I've seen malware replace QR Codes.  The scanning on your device will probably be fine, but depending on where you are getting the QR Code from, it may be possible for that code to be incorrect.

This is my fear, but I believe that for malware to replace QR codes, it must be a high malware that not an everyday scammer will be able to have.

Malware is malware, and it is designed for a purpose.

Depending on what you are using the QR code for, you can always verify it on the device that scanned it to confirm the details are correct, for example an address QR code. On the second device, you will see the full details, so verify the address again before constructing your transaction.

[nc50lc]

I've seen malware replace QR Codes.  The scanning on your device will probably be fine, but depending on where you are getting the QR Code from, it may be possible for that code to be incorrect.

This is my fear, but I believe that for malware to replace QR codes, it must be a high malware that not an everyday scammer will be able to have.

You concern is about an example device where there's a clipboard hijacking malware.
For the QR code replacement to happen, the recipient's device should be the one that's infected which is not in your control.

In case where you're still willing to use a clipboard malware-infected device despite all the warnings we've mentioned:
Just do not use any third-party scanners to decode the QR code and use your wallet's in-app scanner.
If you're provided with a wrong QR Code by the recipient due to a malware on his device and he didn't show the correct bitcoin address for you to double-check, it should be on him, not your fault.

[BattleDog]

QR codes help with clipboard malware but they're not magic. If your device is compromised enough, malware can hook into the QR scanner itself or mess with what gets displayed on screen after scanning.
The only real answer is: don't sign transactions on a device you don't trust. If you think it's infected, assume everything on that device is compromised - what you see, what you copy, what you scan. Use a clean device for signing or go full airgap.
Always verify addresses on the hardware wallet screen itself, not on your computer or phone. That's the whole point of having one.

[Charles-Tim]

If you think it's infected, assume everything on that device is compromised - what you see, what you copy, what you scan. Use a clean device for signing or go full airgap.
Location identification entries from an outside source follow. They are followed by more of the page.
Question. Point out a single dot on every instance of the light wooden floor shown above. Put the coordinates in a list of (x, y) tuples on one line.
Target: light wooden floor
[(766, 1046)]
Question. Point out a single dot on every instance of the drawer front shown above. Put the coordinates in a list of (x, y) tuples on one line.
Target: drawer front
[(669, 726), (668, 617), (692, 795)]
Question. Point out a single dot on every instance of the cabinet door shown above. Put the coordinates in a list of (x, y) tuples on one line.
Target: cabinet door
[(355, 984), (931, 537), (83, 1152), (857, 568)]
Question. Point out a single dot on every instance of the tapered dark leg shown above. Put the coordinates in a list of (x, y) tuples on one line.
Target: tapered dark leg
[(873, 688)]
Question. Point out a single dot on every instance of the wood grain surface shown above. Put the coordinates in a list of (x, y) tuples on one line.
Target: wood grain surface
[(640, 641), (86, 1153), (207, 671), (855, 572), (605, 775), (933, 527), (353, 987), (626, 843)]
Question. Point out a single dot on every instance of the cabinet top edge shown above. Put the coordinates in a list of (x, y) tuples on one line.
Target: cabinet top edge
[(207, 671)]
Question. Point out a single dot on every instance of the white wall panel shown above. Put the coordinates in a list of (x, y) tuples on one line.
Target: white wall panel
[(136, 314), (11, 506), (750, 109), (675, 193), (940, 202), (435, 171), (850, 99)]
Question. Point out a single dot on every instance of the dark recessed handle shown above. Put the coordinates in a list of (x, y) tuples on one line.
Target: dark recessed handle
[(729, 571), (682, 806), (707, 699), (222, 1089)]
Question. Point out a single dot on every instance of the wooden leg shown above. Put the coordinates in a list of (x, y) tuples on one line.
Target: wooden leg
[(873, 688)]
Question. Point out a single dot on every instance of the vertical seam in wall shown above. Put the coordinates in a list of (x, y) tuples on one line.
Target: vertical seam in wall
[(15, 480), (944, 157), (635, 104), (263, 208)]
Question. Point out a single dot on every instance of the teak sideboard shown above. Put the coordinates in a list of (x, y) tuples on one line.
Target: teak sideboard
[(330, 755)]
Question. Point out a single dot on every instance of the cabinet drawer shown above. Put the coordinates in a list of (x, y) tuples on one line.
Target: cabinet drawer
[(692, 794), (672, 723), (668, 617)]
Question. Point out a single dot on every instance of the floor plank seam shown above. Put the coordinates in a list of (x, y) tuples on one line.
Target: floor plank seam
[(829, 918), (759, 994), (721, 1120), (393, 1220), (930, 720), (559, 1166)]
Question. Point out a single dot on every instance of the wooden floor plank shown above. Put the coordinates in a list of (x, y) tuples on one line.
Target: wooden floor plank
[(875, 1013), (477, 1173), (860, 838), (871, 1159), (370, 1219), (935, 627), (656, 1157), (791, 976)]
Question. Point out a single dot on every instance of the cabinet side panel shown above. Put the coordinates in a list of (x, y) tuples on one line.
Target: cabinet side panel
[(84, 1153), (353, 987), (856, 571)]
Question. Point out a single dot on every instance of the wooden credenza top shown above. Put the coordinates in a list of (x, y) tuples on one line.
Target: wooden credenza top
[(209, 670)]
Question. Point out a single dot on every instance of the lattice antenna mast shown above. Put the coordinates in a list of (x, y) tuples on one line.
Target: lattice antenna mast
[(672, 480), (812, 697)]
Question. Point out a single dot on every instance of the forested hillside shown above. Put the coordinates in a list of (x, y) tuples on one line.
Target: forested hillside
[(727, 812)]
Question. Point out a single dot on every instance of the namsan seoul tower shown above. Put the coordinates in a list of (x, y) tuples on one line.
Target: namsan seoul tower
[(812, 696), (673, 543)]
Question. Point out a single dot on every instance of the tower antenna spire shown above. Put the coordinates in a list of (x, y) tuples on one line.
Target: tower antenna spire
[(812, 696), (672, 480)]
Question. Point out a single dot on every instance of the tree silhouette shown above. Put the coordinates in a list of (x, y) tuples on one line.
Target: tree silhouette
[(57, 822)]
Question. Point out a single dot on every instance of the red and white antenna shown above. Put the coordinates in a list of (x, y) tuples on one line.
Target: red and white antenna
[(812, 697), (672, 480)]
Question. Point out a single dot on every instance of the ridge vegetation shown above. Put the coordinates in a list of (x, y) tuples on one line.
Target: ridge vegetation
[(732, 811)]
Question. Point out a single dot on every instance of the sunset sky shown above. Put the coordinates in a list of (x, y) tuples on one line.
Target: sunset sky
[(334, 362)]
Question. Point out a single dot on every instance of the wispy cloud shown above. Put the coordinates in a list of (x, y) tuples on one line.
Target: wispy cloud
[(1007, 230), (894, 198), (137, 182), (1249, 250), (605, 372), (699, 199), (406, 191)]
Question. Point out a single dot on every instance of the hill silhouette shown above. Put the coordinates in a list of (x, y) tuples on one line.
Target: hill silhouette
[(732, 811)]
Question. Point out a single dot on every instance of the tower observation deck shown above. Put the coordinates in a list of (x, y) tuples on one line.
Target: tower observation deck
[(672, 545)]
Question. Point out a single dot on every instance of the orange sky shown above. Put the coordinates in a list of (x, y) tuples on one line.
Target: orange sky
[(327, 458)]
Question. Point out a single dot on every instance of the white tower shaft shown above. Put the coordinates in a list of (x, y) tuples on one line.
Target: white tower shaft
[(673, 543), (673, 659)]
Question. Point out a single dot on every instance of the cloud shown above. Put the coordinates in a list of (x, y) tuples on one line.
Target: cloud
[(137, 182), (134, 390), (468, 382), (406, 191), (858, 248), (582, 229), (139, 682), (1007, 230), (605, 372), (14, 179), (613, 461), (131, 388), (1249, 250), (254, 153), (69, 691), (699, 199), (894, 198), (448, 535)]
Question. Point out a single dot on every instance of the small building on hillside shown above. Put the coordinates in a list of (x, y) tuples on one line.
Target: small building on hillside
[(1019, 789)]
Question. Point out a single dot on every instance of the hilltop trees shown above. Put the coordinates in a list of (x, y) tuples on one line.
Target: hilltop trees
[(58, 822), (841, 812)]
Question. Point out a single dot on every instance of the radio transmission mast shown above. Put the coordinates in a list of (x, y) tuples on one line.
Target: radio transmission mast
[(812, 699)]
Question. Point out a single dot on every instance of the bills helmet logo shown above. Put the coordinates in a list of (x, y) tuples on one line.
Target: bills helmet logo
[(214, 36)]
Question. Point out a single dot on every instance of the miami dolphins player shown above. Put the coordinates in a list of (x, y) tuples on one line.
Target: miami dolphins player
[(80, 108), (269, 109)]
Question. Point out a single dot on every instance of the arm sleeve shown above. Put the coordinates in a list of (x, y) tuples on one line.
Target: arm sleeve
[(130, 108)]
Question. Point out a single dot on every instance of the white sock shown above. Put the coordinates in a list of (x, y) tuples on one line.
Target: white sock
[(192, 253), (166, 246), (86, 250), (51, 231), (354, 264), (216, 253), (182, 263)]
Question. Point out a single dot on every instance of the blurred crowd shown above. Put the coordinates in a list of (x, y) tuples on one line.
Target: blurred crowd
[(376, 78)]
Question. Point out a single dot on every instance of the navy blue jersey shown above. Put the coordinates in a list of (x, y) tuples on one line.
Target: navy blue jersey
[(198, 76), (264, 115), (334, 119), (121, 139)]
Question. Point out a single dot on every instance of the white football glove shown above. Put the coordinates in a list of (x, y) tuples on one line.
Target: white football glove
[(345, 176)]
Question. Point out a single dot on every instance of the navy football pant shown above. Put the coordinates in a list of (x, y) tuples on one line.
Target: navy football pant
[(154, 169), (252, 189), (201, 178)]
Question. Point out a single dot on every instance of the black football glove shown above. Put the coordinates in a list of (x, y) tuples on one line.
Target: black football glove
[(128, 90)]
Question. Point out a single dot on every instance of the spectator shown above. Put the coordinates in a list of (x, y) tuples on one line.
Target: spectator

You have good points but it is worth knowing that wallet on an airgapped device can scan compromised QR code. The problem is not the airgapped device nor wallet on the airgapped device, the problem is where the QR code is generated, first sent to or using third-party scanner on an online wallet.

If the QR code is generated on the wallet, there is no problem by using the wallet scanner or airgapped device scanner to receive the PSBT and sign it directly.